So how long can the madness continue? In Britain right now, clubs are still closing – roughly one-third of their number have shut up shop in the last five years. Meanwhile, Manchester’s remorseless regeneration is spreading towards The White Hotel, with Greater Manchester Police’s Operation Vulcan – targeting the historically informal economy in knock-off clothes and trainers in the nearby Cheetham Hill – widely reckoned to be paving the way for the next wave of gentrification. “People are afraid now,” says Alice Woods, who has thrown her Meat Free club nights at The White Hotel and The DBA. “There are plenty of planning applications going around. People don’t want to think about it, but there probably is an expiry date.”
“There’s not a definable White Hotel sound, but there’s an energy that comes through. It fosters a sense of community, but also an artistic attitude”
aya, experimental musician
Not that The White Hotel is resting on its late-night laurels. Next June it’s putting its reputation to the test with a 48-hour pop-up in – all over, in fact – Blackpool. The Black Lights is a weekend takeover of the whole North West seaside town. Across the town’s Winter Gardens, Opera House, North Pier and Pleasure Beach, there will be performances by the likes of Mica Levi, Jawnino and The Caretaker, as well as many of the aforementioned North West artists. Blackpool’s cheeky, faded glamour certainly chimes with The White Hotel’s defiant sensibility and specific brand of regionalism.

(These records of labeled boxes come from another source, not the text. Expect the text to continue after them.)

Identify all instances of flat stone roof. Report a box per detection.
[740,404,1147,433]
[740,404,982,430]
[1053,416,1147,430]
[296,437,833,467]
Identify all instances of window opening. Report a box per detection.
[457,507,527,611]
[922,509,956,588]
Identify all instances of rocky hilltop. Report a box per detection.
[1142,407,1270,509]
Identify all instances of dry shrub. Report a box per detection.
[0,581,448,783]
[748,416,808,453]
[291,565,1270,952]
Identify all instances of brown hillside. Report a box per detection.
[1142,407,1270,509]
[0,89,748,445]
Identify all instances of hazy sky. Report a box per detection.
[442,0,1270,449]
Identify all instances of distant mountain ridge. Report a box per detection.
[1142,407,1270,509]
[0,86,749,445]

For aya, that geo-locked identity is key to why The White Hotel matters. “Having Rainy play as much as he does, it creates this nice little incubator for a specific type of performance, a type of sound, a certain kind of intensity,” she says. “There’s not a definable White Hotel sound, but there’s an energy that comes through. It fosters a sense of community, but also an artistic attitude.”
“It’s that level of: fuck you, we’re going to do what we want to do.” That’s how Preston-raised rapper, dancer and Playboi Carti affiliate Blackhaine characterises The White Hotel’s guiding ethos. “Good, honest people who care about music.” With a sound which merges poetry, power electronics and East Lancs-accented drill, when Blackhaine thinks of people like himself, or close collaborator Rainy Miller, or next-gen talent like Ship Sket – the Dorset-via-Salford producer whose screwed-out take on IDM feels shaped by the club – he thinks of regulars with “ideals forged by The White Hotel”.
When venues prioritise sub-culture over profit, they don’t tend to stick around forever. But their legacy lingers. So even if – worst case scenario – The White Hotel’s days serving Becks to punters stumbling down a lip on the dancefloor are numbered, and this former MOT garage is transformed into slick new-build flats, the seeds have already been sown. And somewhere, someday, more strange flowers will sprout from the concrete.